Alors face à cette évolution, comment réagit Madrid? Le drame est que le conflit basque est tombé au stade de simple variable d’ajustement de la politique intérieure espagnole, et que les intérêts de sa résolution passent après ceux de la guéguerre PSOE-PP pour le pouvoir. Visiblement, tant pour l’un que pour l’autre, c’est la surenchère dans la fermeté qui prévaut. Car s’il est bien un enseignement que l’Histoire nous a donné durant des siècles de conflits, c’est bien le fait qu’une paix durable ne peut s’obtenir par l’intransigeance et l’humiliation. De la simple querelle de cour de récréation à la catastrophe du traité de Versailles de 1919, chacun sait qu’une telle attitude et le sentiment d’injustice qu’elle induit n’appellent que désir de revanche.

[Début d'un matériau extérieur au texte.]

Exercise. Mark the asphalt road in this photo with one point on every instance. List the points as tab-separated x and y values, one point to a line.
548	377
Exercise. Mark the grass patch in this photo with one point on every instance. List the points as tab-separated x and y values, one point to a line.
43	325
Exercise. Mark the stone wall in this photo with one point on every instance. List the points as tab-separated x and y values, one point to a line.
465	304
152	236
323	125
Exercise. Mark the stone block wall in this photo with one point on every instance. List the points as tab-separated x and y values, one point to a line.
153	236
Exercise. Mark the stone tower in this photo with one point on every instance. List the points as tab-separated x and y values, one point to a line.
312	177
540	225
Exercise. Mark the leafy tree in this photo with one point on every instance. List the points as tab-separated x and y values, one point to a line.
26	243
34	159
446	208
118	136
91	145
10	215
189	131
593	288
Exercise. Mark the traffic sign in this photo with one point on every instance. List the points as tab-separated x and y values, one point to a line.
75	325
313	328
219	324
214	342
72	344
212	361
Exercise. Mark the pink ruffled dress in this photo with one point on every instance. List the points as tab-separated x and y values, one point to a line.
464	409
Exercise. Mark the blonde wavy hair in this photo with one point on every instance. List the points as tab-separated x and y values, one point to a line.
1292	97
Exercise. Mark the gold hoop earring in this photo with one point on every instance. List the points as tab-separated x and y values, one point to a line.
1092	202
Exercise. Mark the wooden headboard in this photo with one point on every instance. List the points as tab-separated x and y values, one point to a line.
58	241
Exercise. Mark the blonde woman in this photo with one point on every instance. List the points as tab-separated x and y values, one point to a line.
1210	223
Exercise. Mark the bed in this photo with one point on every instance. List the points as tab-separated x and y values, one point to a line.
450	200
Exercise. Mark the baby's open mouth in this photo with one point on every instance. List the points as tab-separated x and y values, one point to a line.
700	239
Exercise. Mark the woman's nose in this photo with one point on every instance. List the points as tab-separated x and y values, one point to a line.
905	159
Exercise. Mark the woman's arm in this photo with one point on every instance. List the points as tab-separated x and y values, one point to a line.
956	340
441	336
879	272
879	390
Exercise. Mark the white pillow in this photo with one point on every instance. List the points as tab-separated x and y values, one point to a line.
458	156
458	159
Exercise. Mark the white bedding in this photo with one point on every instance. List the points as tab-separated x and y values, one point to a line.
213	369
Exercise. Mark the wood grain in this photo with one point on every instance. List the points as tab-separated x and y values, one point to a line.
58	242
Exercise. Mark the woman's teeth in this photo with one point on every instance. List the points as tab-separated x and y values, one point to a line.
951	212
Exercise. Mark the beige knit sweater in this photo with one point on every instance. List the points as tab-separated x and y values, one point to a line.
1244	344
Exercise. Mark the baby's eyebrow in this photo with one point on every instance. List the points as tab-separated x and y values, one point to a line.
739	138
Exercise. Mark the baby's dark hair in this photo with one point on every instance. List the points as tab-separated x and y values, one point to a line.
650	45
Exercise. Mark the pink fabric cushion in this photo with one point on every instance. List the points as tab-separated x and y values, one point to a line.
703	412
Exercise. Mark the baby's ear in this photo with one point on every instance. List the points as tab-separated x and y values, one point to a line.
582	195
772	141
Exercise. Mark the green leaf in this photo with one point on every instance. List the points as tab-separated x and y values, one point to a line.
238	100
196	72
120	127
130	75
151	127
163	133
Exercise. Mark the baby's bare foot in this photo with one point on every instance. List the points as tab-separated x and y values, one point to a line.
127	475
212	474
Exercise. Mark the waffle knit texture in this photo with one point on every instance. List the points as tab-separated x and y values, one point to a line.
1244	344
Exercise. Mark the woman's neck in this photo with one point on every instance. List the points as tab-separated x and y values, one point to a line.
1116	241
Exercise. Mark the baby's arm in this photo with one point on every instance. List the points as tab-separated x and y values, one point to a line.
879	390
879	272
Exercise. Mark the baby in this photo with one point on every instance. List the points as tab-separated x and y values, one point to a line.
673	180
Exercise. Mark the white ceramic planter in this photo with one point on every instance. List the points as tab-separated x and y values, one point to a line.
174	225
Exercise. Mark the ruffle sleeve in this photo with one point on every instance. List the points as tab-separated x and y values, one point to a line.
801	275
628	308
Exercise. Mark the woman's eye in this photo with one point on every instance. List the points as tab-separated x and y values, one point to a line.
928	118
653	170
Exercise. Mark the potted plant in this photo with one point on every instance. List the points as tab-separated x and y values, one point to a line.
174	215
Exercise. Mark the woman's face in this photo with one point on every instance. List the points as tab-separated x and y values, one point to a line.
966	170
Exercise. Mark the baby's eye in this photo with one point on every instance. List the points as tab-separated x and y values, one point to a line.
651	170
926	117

Réformer la loi des partis
Le tribunal suprême pouvait-il légaliser «Bildu»? N’étant pas juriste, je n’en sais rien. Mais je sais qu’un nœud du problème réside dans la volonté —celle-ci politique— de réformer le fondement législatif de ces décisions, donc la loi des partis. Quel que soit le contexte, cette loi est inique; on ne combat pas une tendance politique, même jugée anti-démocratique, par moins de démocratie. Mais dans le contexte actuel, a fortiori, comment penser que le maintien dans l’illégalité de Batasuna favorisera l’adhésion de ses membres à la nouvelle ligne politique?
La situation actuelle donne un désagréable sentiment de volonté espagnole de mettre la tête sous l’eau à toute expression publique de Batasuna. En plus d’être un déni de démocratie, c’est un danger pour la recherche de la paix au Pays Basque.